LinuxQuestions.org - [SOLVED] decimal pattern matching

- Programming (https://www.linuxquestions.org/questions/programming-9/)

- - decimal pattern matching (https://www.linuxquestions.org/questions/programming-9/decimal-pattern-matching-900716/)

decimal pattern matching

I have a big file and the lines pattern is given below:

MDQ[11:15],IO,MDQ[10:14],,,,MDQ[12:16],TPR_AAWD[11:15]

I want to modify this file like given below:

MDQ[11],IO,MDQ[10],,,,MDQ[12],TPR_AAWD[11]
MDQ[12],IO,MDQ[11],,,,MDQ[13],TPR_AAWD[12]
MDQ[13],IO,MDQ[12],,,,MDQ[14],TPR_AAWD[13]
MDQ[14],IO,MDQ[13],,,,MDQ[15],TPR_AAWD[14]

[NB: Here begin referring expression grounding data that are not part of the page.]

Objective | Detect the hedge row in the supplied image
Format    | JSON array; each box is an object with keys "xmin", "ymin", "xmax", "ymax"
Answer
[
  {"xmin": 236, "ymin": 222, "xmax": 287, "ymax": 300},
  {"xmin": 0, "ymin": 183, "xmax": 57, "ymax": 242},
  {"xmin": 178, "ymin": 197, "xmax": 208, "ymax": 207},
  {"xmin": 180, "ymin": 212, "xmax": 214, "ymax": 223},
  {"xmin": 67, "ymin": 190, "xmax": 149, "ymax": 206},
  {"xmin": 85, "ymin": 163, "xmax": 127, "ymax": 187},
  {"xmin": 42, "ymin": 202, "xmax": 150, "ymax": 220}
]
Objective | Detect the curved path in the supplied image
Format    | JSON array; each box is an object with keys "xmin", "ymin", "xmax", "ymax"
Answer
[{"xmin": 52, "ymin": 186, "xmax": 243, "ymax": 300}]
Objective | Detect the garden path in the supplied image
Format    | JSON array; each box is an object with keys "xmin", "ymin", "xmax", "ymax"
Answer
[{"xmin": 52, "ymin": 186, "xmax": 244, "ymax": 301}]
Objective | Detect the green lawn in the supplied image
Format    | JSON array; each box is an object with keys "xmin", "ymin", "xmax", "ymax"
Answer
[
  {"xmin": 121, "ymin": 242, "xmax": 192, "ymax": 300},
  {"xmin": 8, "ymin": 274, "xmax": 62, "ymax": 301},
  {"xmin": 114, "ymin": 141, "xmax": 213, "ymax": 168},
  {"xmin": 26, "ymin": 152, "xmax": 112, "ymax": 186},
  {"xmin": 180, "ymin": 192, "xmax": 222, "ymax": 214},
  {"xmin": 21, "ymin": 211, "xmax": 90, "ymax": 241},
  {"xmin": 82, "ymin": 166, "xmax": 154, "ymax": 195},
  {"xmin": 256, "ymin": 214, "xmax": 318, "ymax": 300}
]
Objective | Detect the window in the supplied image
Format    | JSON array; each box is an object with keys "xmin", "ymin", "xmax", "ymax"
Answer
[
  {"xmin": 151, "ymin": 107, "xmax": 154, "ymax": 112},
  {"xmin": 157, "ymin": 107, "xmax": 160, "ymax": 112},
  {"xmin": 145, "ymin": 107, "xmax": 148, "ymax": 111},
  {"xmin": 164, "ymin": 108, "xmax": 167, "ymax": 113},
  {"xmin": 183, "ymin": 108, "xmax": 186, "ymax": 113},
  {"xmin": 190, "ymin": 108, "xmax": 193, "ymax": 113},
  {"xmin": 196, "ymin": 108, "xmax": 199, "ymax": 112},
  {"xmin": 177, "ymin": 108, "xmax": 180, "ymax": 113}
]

How i can implement this in sed/awk/perl/csh/vim?
Please help

I see integers not decimals.
To clarify, you want to strip the bits between : and ], aka take turn [nn:nn] into [nn]?

It looks more to me like he wants to take the bracketed parts as a sequence of integers, and expand them into individual entries based on that sequence. [11:15] becomes five single lines with [11], [12], [13], [14], and [15]. But the whole problem is still not entirely clear.

You say it's a "big file", but you only showed us one line. Does every line have sequences like that, or are there other lines interspersed? Are the sequences all single digit increments? Are the patterns regular or irregular in any way? Do you want the output to be a single file, with only the expanded lines, or with the expanded lines following the unexpanded lines, or what?

Please clarify.

And please use [code][/code] tags around your code (including input and output text), to preserve formatting and to improve readability.

Quote:

Originally Posted by Proud (Post 4459634)

I see integers not decimals.
To clarify, you want to strip the bits between : and ], aka take turn [nn:nn] into [nn]?

yaa.. its integers.

first we need to calculate the range between MDQ[11:15] , its 5.
and need to split the line into 5 lines as given below:
MDQ[11]
MDQ[12]
MDQ[13]
MDQ[14]
MDQ[15]

Quote:

Originally Posted by David the H. (Post 4459647)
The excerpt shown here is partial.